Youth unemployment in India, like most countries, has consistently been above
the national average. But of late, the data indicate rising youth unemployment,
now virtually 50% more than the national average, or total unemployment rate.”
Qualitatively disturbing! Now see this assessment
from the International Labour Organization (ILO).
ILO
says in its Global Unemployment Trends 2007-13, released in May 2013: What does
it say about unemployment in India: “In
India there is evidence that youth unemployment rates are higher for families
with incomes over the $1.25 poverty rate than for those with incomes under this
poverty line. “In developing countries such as India, as much as two-thirds of
young workers receive below average wages and are engaged in work for which
they are either over-qualified or under-qualified. Over-education and
over-skilling co-exist with under-education and under-skilling. Such a mismatch
makes solutions to the youth employment crisis more difficult to find”
A
mismatch! Indeed it is.
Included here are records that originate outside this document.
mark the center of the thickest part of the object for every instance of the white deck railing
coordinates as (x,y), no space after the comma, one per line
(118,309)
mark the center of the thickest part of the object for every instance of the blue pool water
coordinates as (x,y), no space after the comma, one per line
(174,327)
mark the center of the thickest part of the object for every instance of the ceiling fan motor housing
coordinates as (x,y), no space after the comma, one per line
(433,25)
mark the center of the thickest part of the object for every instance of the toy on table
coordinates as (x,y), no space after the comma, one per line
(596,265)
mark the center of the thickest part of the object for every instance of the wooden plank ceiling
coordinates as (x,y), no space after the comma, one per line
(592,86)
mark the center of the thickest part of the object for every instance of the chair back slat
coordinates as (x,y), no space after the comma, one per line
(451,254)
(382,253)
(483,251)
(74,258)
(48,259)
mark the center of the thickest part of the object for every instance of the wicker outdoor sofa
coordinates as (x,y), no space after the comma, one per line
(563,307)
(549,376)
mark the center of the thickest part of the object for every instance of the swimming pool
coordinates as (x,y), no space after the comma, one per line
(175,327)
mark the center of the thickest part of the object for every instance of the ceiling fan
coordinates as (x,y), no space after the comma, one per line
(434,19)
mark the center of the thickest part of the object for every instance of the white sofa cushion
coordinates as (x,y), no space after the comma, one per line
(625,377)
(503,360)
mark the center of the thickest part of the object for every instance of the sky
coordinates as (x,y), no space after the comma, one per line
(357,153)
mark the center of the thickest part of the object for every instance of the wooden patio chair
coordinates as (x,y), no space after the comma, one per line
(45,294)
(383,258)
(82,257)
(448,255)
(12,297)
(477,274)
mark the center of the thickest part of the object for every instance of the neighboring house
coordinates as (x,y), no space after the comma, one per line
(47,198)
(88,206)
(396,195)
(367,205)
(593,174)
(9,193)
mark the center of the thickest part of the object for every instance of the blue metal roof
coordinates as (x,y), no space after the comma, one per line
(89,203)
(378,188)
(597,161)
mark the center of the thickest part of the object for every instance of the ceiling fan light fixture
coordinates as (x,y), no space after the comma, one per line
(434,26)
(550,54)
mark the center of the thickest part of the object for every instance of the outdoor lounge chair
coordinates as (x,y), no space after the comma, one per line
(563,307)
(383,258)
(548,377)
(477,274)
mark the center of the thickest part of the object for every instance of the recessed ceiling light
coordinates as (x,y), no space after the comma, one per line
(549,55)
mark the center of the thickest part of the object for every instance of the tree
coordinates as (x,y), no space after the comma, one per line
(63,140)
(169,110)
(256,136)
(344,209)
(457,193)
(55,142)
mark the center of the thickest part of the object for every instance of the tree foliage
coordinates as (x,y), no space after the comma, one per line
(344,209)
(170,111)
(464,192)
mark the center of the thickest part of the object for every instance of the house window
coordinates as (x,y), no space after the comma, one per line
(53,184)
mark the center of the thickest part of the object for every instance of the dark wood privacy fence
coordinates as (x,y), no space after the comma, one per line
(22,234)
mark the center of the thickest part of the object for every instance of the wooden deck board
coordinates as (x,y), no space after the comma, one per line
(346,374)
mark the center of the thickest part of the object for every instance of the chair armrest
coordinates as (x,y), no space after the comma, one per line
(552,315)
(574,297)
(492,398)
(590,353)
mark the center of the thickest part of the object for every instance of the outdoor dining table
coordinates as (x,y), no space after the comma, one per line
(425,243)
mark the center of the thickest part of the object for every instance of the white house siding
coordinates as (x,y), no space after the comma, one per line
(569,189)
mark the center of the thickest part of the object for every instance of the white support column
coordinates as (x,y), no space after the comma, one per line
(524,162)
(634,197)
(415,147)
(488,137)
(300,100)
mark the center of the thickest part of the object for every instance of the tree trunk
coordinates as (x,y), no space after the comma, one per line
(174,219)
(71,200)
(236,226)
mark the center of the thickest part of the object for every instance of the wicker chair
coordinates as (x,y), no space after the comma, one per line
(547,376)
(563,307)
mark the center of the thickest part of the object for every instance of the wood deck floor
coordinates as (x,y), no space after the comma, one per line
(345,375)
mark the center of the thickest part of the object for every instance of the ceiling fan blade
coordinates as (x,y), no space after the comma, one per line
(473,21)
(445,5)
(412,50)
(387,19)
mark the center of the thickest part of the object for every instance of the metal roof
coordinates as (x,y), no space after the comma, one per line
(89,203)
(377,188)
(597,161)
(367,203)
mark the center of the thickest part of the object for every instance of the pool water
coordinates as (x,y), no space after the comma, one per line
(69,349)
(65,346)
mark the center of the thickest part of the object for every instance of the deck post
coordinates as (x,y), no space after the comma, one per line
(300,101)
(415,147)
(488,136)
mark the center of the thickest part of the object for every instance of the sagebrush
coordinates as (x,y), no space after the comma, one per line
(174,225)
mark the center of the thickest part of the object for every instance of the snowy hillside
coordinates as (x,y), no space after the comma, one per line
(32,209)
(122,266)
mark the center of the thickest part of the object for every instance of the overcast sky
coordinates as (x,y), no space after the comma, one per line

A population of
over a billion with majority of them quality-illiterate, poorly-fed and living
a sub-standard quality of life needs a political and bureaucratic class that
could understand this mismatch to work out effective solutions.
Instead,
we have a political and bureaucratic class that has become synonymous with
corruption, nepotism, insensitivity and elitism.
Instead
of addressing such grave problems with the seriousness demanded, the Manmohan Singh
led governments is pouring the money from the public funds freely into massive
cover-up operations to create an illusion of the achievements that are not
there, to create a layer of propaganda to hide the utter failure that his
government has been during its second terms in the office since May 2009.
The
insensitivity and the rashness reflect in the advertisement campaigns like
Bharat Nirman or this reported campaign targeting the overseas audience or the
reports of a Rs 100 crore campaign by the UPA government in September 2012 to
justify the retail FDI decision and diesel-pricing deregulation and price hike
or the Hindustan Times report (UPA ad blitz gets Rs. 630 crore more, June 6,
2013) that says the Finance Ministry okays Rs 630 crore more for the Bharat
Nirman campaign.
Mr.
Manmohan Singh, the youth from the 7 crore of the unemployed or underemployed people
or 70 crores or more of the Indians, quality-illiterate, poorly-fed, the Indians
forced to live a sub-standard quality of life, cannot buy your sham every time.
NDA had learnt this lesson in a bitter way in 2004.
This time,
it may well be a telling development for your government the signs of which you
are not reading. Stop wasting millions that could give livelihood to the
millions. That is not your private money. It is rightfully theirs.